We have a huge misunderstanding about the relationship between adult children and parents: we always think that children and parents should be emotionally close. This view is rooted in our filial piety culture that has been circulating for many years, and it is thought that this is affection and love. Therefore, if children are emotionally alienated from their parents, they can easily be regarded as problems. This kind of problem is sometimes regarded as insufficient communication, sometimes as a generation gap caused by age and social culture, and sometimes even labeled as moral: not caring enough for parents and unfilial. We didn't expect that this alienation between children and parents is not a problem, but it reflects a reasonable emotional need of people: the need for independence.

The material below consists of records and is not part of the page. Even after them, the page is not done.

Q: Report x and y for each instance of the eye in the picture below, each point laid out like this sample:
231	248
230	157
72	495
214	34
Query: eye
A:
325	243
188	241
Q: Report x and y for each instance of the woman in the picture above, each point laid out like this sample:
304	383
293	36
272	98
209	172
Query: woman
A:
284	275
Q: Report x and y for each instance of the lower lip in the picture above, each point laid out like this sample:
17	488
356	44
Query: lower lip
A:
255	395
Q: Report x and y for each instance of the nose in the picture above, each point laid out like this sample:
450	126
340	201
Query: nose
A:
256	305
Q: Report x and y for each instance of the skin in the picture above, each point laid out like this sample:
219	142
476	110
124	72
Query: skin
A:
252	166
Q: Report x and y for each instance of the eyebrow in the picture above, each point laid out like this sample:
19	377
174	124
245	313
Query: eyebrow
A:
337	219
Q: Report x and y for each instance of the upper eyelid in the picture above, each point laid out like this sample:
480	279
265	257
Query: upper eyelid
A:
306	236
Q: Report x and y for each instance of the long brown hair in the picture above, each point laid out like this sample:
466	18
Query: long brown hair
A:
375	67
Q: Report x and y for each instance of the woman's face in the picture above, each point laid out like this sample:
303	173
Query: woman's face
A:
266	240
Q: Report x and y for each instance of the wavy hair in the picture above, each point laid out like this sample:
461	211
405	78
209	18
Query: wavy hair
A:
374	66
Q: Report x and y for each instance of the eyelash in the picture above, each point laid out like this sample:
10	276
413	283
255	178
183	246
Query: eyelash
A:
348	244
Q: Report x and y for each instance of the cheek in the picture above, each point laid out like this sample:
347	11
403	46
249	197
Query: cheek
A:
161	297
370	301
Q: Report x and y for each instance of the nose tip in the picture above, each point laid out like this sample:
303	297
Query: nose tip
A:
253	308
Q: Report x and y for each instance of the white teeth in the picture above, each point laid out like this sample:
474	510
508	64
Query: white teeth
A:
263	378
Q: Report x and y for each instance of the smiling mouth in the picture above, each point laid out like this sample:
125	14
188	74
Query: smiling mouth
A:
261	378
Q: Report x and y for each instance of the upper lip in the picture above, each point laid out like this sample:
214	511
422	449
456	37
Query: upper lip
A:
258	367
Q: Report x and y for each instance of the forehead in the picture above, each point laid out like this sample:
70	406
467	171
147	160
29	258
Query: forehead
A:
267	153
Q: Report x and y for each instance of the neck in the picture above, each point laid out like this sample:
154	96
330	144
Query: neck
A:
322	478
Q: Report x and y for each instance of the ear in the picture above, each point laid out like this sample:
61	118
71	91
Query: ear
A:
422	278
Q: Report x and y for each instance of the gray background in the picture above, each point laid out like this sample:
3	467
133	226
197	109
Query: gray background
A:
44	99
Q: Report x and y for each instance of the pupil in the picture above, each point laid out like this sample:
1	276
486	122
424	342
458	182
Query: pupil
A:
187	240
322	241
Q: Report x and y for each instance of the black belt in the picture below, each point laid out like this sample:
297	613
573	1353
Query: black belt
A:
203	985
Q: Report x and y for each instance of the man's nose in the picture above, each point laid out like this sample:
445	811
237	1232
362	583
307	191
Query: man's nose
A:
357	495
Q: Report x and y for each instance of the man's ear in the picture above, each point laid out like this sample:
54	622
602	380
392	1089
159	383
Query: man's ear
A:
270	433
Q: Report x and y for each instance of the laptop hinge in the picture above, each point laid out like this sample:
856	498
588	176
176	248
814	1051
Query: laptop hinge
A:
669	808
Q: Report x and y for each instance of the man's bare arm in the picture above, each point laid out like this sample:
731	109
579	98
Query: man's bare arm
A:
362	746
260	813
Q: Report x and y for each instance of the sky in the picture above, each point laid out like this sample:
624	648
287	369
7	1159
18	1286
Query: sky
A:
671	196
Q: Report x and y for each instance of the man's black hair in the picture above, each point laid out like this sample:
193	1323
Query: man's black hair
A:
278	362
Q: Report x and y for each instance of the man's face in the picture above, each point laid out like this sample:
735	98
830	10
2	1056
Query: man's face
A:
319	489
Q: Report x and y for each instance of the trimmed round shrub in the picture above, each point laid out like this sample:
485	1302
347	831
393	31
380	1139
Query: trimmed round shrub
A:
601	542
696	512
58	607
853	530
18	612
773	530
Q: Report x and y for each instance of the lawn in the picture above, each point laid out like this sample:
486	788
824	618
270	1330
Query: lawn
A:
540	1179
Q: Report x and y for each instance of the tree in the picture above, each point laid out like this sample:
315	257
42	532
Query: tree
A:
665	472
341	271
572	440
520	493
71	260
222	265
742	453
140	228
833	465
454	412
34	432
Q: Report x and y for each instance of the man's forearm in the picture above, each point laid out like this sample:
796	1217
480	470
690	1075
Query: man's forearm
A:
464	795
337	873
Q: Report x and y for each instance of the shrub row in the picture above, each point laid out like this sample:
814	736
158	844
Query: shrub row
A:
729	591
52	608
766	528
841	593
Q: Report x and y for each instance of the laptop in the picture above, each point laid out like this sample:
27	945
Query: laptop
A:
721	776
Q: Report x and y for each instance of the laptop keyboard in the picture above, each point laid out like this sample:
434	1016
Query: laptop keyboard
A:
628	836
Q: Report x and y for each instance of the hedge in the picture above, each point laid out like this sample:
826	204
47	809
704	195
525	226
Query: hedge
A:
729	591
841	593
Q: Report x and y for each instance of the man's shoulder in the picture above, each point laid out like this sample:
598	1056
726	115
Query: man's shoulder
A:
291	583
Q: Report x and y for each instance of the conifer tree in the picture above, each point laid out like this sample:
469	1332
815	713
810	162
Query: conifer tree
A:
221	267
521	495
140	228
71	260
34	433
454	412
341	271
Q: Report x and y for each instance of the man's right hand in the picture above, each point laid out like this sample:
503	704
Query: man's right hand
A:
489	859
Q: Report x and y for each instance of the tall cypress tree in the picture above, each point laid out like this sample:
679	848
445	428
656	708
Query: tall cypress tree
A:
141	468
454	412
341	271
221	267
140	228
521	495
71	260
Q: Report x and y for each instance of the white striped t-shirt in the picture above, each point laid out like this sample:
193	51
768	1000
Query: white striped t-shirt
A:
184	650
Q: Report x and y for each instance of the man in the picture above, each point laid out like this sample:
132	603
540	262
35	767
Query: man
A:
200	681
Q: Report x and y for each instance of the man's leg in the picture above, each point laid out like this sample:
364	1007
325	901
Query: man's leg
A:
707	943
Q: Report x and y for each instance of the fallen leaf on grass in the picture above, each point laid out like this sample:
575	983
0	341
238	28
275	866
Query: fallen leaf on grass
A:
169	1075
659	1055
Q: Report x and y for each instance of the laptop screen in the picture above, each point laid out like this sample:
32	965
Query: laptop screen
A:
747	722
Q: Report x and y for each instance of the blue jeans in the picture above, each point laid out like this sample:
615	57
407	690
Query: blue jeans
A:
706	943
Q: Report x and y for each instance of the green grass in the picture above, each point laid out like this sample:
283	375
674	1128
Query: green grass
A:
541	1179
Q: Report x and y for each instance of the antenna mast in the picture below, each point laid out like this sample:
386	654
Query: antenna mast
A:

Blocking the seemingly simplest behavior in the circle of friends reduces the possibility of quarreling with your parents, but it also isolates your parents' understanding of you. I fully understand the panic of wanting to wind up a circle of friends but worrying about being monitored by my parents. After all, I have my own life circle. In fact, whether to block the circle of friends can not measure the standard of parent-child relationship. The concept of children and parents is very different, and the circle of friends will reveal some value orientations more or less. Expose some negative energy, you have the ability to handle it, there is no need to worry about your parents. Everyone has a unique way to communicate with their parents? The circle of friends exists only to show a small part of life.
Most people always think that parents don't understand children. To make children do things is to force them. Once my mother came to add me on the first day of learning WeChat. About five minutes later, there were several more little red dot in the circle of friends. When I opened it, it turned out that my mother was browsing every circle of friends from bottom to top, just like the emperor was reading the memorial, giving advice one by one. I was so scared that I immediately blocked her and quit my mother's circle of friends like these people. Later, I found something interesting and sent it to my mother. She always replied with a smile.